Nevertheless, the coach gave his team an earful Saturday and likely addressed the same issues Sunday as they prepped for Tuesday night's SEC game against Missouri in Columbia, Mo.
Great shooting -- Arkansas made 16 of 24 on three-point attempts -- can shroud a multitude of sins, like the fact Mississippi State outscored Arkansas 28-14 in the paint, 14-5 on second-chance points, 6-2 on fast-break points, 13-5 on bench points and 22-20 off turnovers
Easy atonement for such sins cannot be counted upon again.
Hannahs and Bell made it look easy, but shooting performances like they blazed Saturday don't come easily.
Even great shooters don't consistently nail it game after game.
Just the preceding game, last Tuesday's 90-85 overtime victory over Vanderbilt at Walton, Hannahs made 2 of 11 shots.

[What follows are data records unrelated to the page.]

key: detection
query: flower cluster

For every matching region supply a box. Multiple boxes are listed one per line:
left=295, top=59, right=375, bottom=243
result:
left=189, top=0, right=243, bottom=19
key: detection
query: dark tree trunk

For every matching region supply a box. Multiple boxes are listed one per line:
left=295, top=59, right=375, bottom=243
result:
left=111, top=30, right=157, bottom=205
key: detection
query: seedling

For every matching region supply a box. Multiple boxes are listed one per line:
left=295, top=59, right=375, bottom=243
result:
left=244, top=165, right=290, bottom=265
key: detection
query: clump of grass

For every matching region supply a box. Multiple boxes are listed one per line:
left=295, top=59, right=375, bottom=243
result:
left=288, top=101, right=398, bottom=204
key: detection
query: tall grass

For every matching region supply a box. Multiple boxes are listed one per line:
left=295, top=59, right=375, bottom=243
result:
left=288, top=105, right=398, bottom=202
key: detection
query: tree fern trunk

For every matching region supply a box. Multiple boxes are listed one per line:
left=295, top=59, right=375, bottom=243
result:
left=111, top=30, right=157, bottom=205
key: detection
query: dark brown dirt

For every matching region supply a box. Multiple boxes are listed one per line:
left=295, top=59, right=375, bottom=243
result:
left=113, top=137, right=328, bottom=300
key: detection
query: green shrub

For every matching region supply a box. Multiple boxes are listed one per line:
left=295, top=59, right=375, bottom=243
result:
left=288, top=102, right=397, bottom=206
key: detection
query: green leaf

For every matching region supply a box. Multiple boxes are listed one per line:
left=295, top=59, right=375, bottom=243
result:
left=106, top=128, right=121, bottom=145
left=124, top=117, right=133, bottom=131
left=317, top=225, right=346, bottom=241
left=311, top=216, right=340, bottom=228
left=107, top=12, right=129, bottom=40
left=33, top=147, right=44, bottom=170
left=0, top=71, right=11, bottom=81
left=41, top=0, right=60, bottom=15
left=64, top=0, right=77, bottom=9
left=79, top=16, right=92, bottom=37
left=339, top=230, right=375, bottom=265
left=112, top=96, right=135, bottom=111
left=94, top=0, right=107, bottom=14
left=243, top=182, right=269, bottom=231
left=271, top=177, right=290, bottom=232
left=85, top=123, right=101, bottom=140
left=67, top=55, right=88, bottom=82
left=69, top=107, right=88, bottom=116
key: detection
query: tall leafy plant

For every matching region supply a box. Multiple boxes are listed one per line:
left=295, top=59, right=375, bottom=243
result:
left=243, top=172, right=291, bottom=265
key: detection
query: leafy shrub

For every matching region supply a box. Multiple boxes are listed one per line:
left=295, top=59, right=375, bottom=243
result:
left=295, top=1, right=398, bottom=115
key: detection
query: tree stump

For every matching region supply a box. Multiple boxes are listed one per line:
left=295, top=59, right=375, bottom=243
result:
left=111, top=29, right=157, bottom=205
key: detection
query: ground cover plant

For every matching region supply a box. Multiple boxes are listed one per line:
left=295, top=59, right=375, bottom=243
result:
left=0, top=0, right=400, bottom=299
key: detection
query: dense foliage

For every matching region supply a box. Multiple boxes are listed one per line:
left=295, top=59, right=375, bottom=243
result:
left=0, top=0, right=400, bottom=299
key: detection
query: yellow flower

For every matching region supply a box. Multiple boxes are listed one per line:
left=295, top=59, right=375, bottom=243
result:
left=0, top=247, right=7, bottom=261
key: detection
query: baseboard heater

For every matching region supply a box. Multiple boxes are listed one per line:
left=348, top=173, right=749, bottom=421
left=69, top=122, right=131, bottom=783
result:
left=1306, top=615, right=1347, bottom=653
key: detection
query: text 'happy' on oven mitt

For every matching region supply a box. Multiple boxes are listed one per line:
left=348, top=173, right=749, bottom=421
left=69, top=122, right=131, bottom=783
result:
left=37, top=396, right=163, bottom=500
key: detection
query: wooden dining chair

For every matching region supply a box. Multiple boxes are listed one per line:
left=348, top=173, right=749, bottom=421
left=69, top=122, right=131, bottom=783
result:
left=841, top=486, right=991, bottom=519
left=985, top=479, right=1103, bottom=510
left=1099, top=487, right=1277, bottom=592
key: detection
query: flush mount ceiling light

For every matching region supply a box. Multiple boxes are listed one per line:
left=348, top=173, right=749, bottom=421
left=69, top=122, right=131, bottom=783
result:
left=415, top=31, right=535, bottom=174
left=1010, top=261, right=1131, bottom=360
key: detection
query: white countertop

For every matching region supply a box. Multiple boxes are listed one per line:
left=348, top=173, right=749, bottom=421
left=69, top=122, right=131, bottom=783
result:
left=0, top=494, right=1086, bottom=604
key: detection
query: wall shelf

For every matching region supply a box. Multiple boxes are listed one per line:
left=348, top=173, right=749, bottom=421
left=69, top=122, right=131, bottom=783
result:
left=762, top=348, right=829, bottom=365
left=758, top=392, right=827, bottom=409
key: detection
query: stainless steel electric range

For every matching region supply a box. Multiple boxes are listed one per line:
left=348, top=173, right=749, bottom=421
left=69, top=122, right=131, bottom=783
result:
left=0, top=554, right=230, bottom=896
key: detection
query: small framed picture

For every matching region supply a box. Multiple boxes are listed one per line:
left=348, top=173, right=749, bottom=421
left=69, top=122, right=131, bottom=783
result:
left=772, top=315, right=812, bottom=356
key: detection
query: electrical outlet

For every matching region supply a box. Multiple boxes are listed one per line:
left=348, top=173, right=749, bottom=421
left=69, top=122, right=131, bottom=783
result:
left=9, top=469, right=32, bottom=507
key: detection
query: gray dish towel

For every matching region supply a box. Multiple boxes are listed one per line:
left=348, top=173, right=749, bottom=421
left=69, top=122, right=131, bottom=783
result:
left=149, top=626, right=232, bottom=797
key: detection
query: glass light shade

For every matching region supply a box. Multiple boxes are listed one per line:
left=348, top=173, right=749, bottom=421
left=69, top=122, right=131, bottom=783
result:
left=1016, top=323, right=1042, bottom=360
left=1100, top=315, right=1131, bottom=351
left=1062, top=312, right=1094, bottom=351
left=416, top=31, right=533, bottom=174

Bell was Arkansas' only successful three-point shooter, 6 of 10, against Vanderbilt. Hannahs and point guard Jabril Durham attempted the other four three-pointers and missed them all.
But Arkansas turned it over eight times in that game, while pressuring Vandy into a whopping 26 turnovers.
The Razorbacks committed more turnovers (9) in the first half Saturday than the entire 45 minutes against Vandy.
Anderson relayed that note between halves.
"He got on us big," Bell said. "That's how they were scoring most of their points, off our turnovers. Either getting easy baskets or getting to the free-throw line. We knew if we cut down on the turnovers, everything else would take care of itself."
Arkansas did slightly better with seven turnovers in the second half, but getting outscored 22-20 off turnovers is a concern for Anderson after outscoring Vanderbilt 29-9 off turnovers on Tuesday night.
Arkansas' 16 turnovers against Mississippi State weren't against a pressing defense but a collapsing zone mostly aimed to deny the ball to Arkansas center Moses Kingsley inside.
"We didn't do a good job taking care of the basketball," Anderson said. "That's one thing I was really upset with our guys because I thought we were kind of lethargic against their zone. We were fortunate to win the game. We made some shots."
They must make shots to win any game, but if the Razorbacks are to improve on their 0-6 record from away Walton Arena when they play on Tuesday in Columbia they must turn back Saturday's turnover trends in Fayetteville.